A lot of my life systems came “off line”, and to a grinding stop. Family routine, work life and ministry function all became collateral damage of this personally unprecedented event. When time started moving again family routine commenced – my kid’s lives needed to get back to normal. I returned back to work after some time off – I needed my income. However, ministry function seemed to fizzle like sails without a whisper of wind.
However in reality, although things seemed to be slowly getting “back to normal”, there was nothing normal about it. I felt impatient with my family, unmotivated at work, and still ministry appeared shell shocked.
So, what is a man to do when he faces life shaking events? I thought that perhaps I needed someone to talk with…
Before deciding to see a professional counselor, I was surprised at how my own cultural, male and spiritual biases pushed back at me. As someone from a Caribbean background, how could I talk “my business” to a complete stranger and further more pay a decent amount of money to do it!? (When the counselor asked, “What brought me here?” I felt like saying, “Not my health coverage!”)

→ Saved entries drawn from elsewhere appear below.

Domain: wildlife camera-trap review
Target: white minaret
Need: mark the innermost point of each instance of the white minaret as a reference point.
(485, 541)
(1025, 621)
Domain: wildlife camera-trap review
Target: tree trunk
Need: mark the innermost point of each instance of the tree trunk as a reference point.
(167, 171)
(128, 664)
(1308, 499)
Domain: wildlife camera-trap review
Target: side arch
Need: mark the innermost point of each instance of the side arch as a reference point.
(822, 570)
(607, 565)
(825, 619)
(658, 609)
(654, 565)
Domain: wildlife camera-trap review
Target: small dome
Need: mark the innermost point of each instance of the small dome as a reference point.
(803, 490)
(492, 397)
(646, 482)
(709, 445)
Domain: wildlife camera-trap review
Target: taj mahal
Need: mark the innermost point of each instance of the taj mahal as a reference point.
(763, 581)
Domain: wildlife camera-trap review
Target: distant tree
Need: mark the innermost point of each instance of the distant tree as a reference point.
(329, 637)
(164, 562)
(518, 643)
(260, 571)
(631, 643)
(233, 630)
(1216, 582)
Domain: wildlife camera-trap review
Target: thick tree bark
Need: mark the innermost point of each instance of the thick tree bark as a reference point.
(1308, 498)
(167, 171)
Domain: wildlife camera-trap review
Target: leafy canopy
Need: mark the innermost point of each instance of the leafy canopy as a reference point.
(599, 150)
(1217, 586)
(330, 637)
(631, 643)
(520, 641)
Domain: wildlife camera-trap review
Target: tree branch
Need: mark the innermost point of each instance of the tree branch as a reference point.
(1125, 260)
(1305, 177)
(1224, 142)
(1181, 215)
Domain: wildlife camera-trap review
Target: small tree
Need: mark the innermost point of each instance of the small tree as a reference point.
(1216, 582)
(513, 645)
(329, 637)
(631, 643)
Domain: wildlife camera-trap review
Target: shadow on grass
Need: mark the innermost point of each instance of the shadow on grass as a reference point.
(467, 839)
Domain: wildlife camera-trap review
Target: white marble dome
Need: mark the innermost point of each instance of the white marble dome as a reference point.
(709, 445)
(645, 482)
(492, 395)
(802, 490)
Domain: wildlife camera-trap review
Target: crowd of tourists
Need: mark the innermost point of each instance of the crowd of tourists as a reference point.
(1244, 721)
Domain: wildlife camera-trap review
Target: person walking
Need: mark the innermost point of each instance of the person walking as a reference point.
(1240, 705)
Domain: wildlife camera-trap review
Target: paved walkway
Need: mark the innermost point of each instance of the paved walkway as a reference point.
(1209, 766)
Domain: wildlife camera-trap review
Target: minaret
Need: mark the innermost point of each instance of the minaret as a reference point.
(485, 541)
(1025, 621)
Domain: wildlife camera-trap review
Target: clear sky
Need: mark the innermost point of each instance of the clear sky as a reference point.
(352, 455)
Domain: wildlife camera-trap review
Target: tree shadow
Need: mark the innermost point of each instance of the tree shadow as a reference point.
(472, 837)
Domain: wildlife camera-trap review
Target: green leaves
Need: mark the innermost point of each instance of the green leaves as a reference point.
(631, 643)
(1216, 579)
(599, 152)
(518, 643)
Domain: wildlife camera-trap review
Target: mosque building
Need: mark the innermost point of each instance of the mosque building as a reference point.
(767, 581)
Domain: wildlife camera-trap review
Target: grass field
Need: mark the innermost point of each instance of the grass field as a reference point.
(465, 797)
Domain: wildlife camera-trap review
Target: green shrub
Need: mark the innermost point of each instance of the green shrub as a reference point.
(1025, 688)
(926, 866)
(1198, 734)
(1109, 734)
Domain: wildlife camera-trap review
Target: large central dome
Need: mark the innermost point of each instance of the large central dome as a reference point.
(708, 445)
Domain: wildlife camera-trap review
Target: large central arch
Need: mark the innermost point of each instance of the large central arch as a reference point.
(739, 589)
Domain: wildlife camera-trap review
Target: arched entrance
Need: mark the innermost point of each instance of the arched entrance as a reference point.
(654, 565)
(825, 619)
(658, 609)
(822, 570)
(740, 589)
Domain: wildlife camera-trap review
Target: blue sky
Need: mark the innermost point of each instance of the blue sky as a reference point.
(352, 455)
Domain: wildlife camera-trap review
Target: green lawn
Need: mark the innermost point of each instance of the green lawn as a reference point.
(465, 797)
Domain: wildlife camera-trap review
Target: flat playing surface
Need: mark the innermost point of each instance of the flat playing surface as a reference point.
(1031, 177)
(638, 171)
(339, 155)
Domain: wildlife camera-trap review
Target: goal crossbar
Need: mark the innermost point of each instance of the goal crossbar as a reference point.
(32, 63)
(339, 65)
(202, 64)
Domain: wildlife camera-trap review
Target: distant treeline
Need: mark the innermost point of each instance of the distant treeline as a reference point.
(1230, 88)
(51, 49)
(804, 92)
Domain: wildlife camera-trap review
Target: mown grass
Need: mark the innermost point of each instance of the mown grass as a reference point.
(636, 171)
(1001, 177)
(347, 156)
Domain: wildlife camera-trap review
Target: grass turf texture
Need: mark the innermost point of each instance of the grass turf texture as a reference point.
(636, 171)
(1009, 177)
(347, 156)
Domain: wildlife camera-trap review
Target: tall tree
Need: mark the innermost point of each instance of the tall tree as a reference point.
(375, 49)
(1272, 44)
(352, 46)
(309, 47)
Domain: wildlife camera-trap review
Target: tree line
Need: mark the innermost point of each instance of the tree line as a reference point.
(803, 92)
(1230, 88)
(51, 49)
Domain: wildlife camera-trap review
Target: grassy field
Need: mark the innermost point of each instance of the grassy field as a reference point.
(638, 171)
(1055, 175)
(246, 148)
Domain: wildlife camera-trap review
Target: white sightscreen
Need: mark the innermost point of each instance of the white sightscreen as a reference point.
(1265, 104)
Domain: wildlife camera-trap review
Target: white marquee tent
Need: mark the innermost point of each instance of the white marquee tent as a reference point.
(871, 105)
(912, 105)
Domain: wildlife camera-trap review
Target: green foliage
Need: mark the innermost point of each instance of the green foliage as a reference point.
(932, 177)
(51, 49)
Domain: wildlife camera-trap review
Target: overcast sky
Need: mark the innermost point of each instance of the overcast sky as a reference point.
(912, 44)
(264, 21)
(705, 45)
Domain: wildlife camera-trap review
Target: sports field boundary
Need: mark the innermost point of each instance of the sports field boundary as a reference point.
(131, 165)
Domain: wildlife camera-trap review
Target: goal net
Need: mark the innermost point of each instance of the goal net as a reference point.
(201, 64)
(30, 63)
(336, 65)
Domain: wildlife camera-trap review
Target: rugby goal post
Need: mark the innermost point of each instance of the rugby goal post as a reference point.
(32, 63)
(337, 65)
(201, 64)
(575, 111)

Spiritually, I wrestled with the (mistaken) notion; Aren’t you suppose to “pray it through”? Isn’t it just supposed to be between you and God? As a man, how could I possibly be so vulnerable and “share my feelings”? Isn’t that so… weak? Shouldn’t I already have it figured out? Regardless, I ignored those questions because, well…mental health is…health. Besides, how could I be the man God wants me to be if I wasn’t firing on all cylinders?
So, a man has got to do what a man has got to do…
Amidst the push back from my own cultural, spiritual, and male biases… I did see a counselor a few times. Do you know what? I’ve not regretted it. Proverbs 11:14 says, “in a multitude of counselors there is safety”, and that reality has never been more true to me as it is now.